The Orchestra of the Americas & Carlos Miguel Prieto - de Falla - Gramophone
The Orchestra of the Americas and Carlos Miguel Prieto have opted for the familiar Falla pairing of El sombrero de tres picos and Noches en los jardines de España for their second disc for Linn, recorded live in Mexico during performances that roughly coincided with the centenary of Sombrero's premiere in July 1919. Prieto's interpretation of the ballet is for the most part extremely fine, if occasionally low-key. Once past the trumpets, drums and shouts of 'Olé' in the Introduction, he takes his time with it, underscoring the sensuousness of Falla's orchestration, and carefully controlling the gathering tensions before releasing them in a heady, exultant account of the final Jota.
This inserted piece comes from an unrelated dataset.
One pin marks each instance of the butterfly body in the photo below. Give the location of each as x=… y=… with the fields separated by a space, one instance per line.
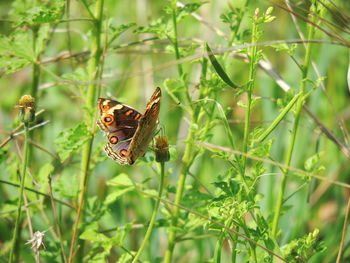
x=128 y=131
The orchestra itself is effectively a training ground for musicians aged between 18 and 30, which Prieto, music director since 2011, has forged into a superb ensemble. There's some beautifully detailed playing, with ravishing strings in the Seguidillas and majestic flamenco turns at the start of the Miller's Farruca, while the brass are gleamingly assertive throughout. Prieto permits the hypocritical Corregidor a certain staid elegance in his minuets, avoiding the usual caricature. The downside here, though, is that the comic scenes could do with more bite, while elsewhere everything feels a bit too considered, particularly when compared with the sheer exhilaration and panache of Pablo Heras-Casado's recent version for Harmonia Mundi.
Prieto's careful way with Falla is arguably better suited to Noches en los jardines de España, where the orchestral playing is finely textured and the debts to Debussy, Ravel and early Stravinsky are all acknowledged without losing sight of Falla's often astonishing originality. Jorge Federico Osorio, playing with unusual weight of tone, steers a course somewhere between the poetry of Alicia de Larrocha (with the LPO and Rafael Frühbeck de Burgos) and the greater dramatic fire of Javier Perianes (with the BBC SO and Josep Pons), though on a disc that is otherwise scrupulously engineered and balanced, the piano sounds very far forwards and the orchestra some way back.
The first of the two fillers is the familiar extract from La vida breve: the Dance is a bit genteel, though the preceding Interlude is grandly post-Romantic and passionate. The second is the Goyescas Intermezzo, beautifully done and discreetly placed just before Noches as as a quiet reminder that Granados's terrible death, days before the Falla's premiere, would have been fresh in the minds of the work's first audience.